Some big fun with big hair

MovieReview

May 31, 2002|By Michael Sragow | Michael Sragow,SUN MOVIE CRITIC

Undercover Brother, an Internet cartoon series, comes to the big screen as bright live-action entertainment - a satiric salute to blaxploitation movies that turns into an engaging melting-pot comedy, albeit one filled with "Afro Slick" and hot sauce, hold the mayo.

It has a premise that never stops percolating. Ever since the black pop heyday of the 1970s, a villain called The Man - yes, The Man - has plotted to expunge blacks from American culture. An intrepid individualist known as Undercover Brother (Eddie Griffin) has soldiered on as if Shaft and Slaughter were still walking the walk and talking the talk: Like them, he says it loud, he's black and proud.

Cruising in his vintage Cadillac DeVille while downing orange-soda Big Gulps from his in-car dispenser, Undercover Brother - UB for short - conducts one-man operations against institutions of oppression, like banks foreclosing on the mortgages of low-income homeowners.

Early in the film, he inadvertently upsets the plans of the secret agency known as the Brotherhood, devoted to "Truth, Justice and the Afro American Way since 1972." Betting that a maverick like UB can become a team player, the Chief (Chi McBride) invites him to join the ranks of Sistah Girl (Aunjanue Ellis), Smart Brother (Gary Anthony Williams) and Conspiracy Brother (Dave Chappelle). Together, they take on The Man and his top operative, Mr. Feather (Chris Kattan), who now possesses a mind-control drug capable of turning a Colin Powell lookalike, General Boutwell (Billy Dee Williams), from a presidential candidate to the founder of the General's Fried Chicken franchise.

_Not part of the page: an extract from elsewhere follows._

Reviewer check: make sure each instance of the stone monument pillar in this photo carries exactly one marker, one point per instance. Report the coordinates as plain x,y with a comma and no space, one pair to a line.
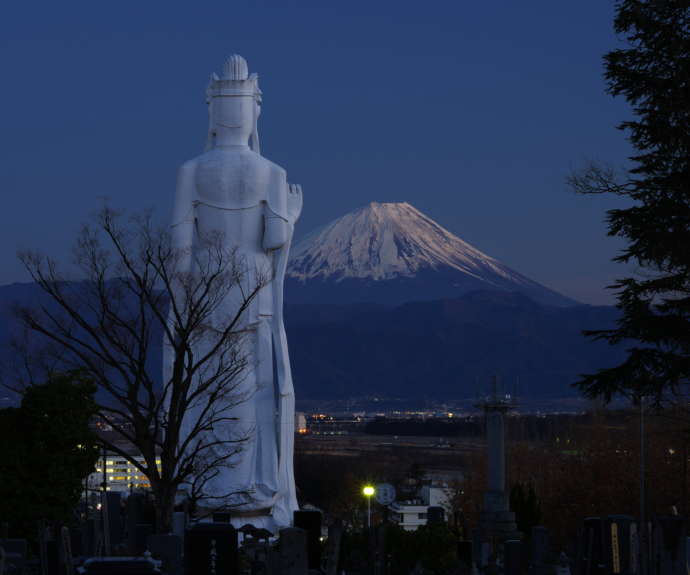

Both messier and funnier than any one-track parody, the script for Undercover Brother - written by original Web site author John Ridley (the novelist-screenwriter who co-wrote Three Kings) and Michael McCullers (Austin Powers: The Spy Who Shagged Me) - juggles a dozen different types of jokes. They include: Dead-on topical burlesques, such as when a TV anchor airhead says of General Boutwell, "He's so well-spoken"; smart, malicious asides, including the depiction of Urkel from Family Matters as the nerdy nadir of black TV-land; and clever comic-book buffoonery, at its peak when UB turns his pronged Afro combs into lethal weapons.

Above all, three strategies pay off with genial hilarity.

First is a split-the-difference approach to the racial myths of American streets and living rooms. Members of the Brotherhood believe the NBA instituted the three-point shot to give white ballplayers better game; they also believe that the honchos of the entertainment industry have conspired to keep the Oscar from the hands of Spike Lee. But not even they believe O.J. is innocent.

Second is the recognition that America wasn't meant for any kind of segregation, whether it grows from the racism of the right or the multiculturalism of the left. Affirmative action demands that the Chief must employ a clueless white man named Lance (Doogie Howser himself, Neil Patrick Harris) - and after Roots opens Lance's eyes, the Chief is glad he did.

Third is what's crucial for a high-and-low comedy like this one: hormonal drives trump political directives every time. When UB shows off his mastery of disguise and goes to work as a buppie marketing consultant for The Man, Mr. Feather unleashes "black Kryptonite" - the statuesque Penelope Snow (Denise Richards), who seduces with overwhelming sweetness until Sistah Girl exposes her as the dreaded White She Devil. No matter how high and mighty the Brotherhood get over UB sleeping with a Caucasian, mayo-loving beauty, except for Sistah Girl, they're all dying to know how she was.

What's good for the movie is that Richards is able to project her allure and poke fun at it simultaneously. The director, Malcolm D. Lee, does almost too skillful a job of sending up blaxploitation filmmaking, in which victims thrown from windows are obviously stunt men jumping, and cars crash and pipes explode as if predestined. Lee fails to develop a reverse style. Sometimes he can't sustain a juicy gag beyond the setup: a face-off between Mr. Feather and the one and only James Brown nearly ends before it starts.

But Lee as well as the writers must be responsible for recognizing that the early-to-mid-1970s was a great era for all pop culture, white or black: The close-ups of a woman's lips next to a mike recall Walter Hill's The Warriors, and when Sistah Girl and White She Devil team up against thugs, they're both an ebony and ivory version of Cleopatra Jones and Bambi and Thumper from Diamonds Are Forever.